The refrigerating device also includes blower fan, and the blower fan is placed in the receiving intracavity, to promote to be formed successively via institute State at least one first passages, the accommodating chamber and at least one second passage and return to the fresh-keeping subspace Air-flow.

7. refrigerating device according to claim 6, wherein,

The oxygen-enriched membrane component also includes support frame, and it has the first surface and second surface being parallel to each other, and is formed with Extend on the first surface respectively, extend on the second surface, and it is described to connect through the support frame Multiple gas channels of first surface and the second surface, the plurality of gas channel is collectively forming oxygen rich gas collecting chamber；

The oxygen permeable membrane be two-layer, be laid on respectively on the first surface and second surface of the support frame, with described The plurality of gas channel of support frame frame is limited and forms the oxygen rich gas collecting chamber jointly, and the support frame also sets up There is the aspirating hole connected with the plurality of gas channel, for connecting the exhaust pipe.

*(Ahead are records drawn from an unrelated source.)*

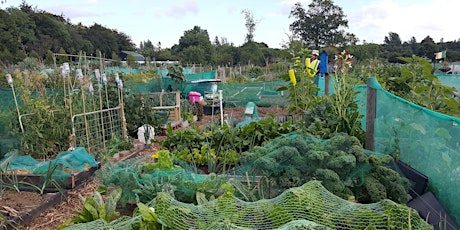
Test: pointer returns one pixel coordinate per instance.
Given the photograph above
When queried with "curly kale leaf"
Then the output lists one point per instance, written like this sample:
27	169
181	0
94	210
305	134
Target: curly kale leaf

8. refrigerating device according to claim 1, wherein

The 4th intercommunicating pore of controlled opening and closing is also provided with the barrel of the first drawer cylinder so that the fresh-keeping subspace controllably with The storage space connection.

9. refrigerating device according to claim 1, wherein the second closed component includes：

Second drawer cylinder, with front to opening, and is arranged in the storage space；

Second drawer body, is slidably mounted in the second drawer cylinder, with from the forward direction of the second drawer cylinder Opening is operationally outwards extracted out and is inwardly inserted into, and the end plate of second drawer body and the second drawer cylinder Forward direction opening is formed and formed in sealing structure, second drawer body keep-alive subspace.

10. refrigerating device according to claim 1, wherein

The 5th intercommunicating pore of controlled opening and closing is also provided with the barrel of the second drawer cylinder so that the keep-alive subspace controllably with The storage space.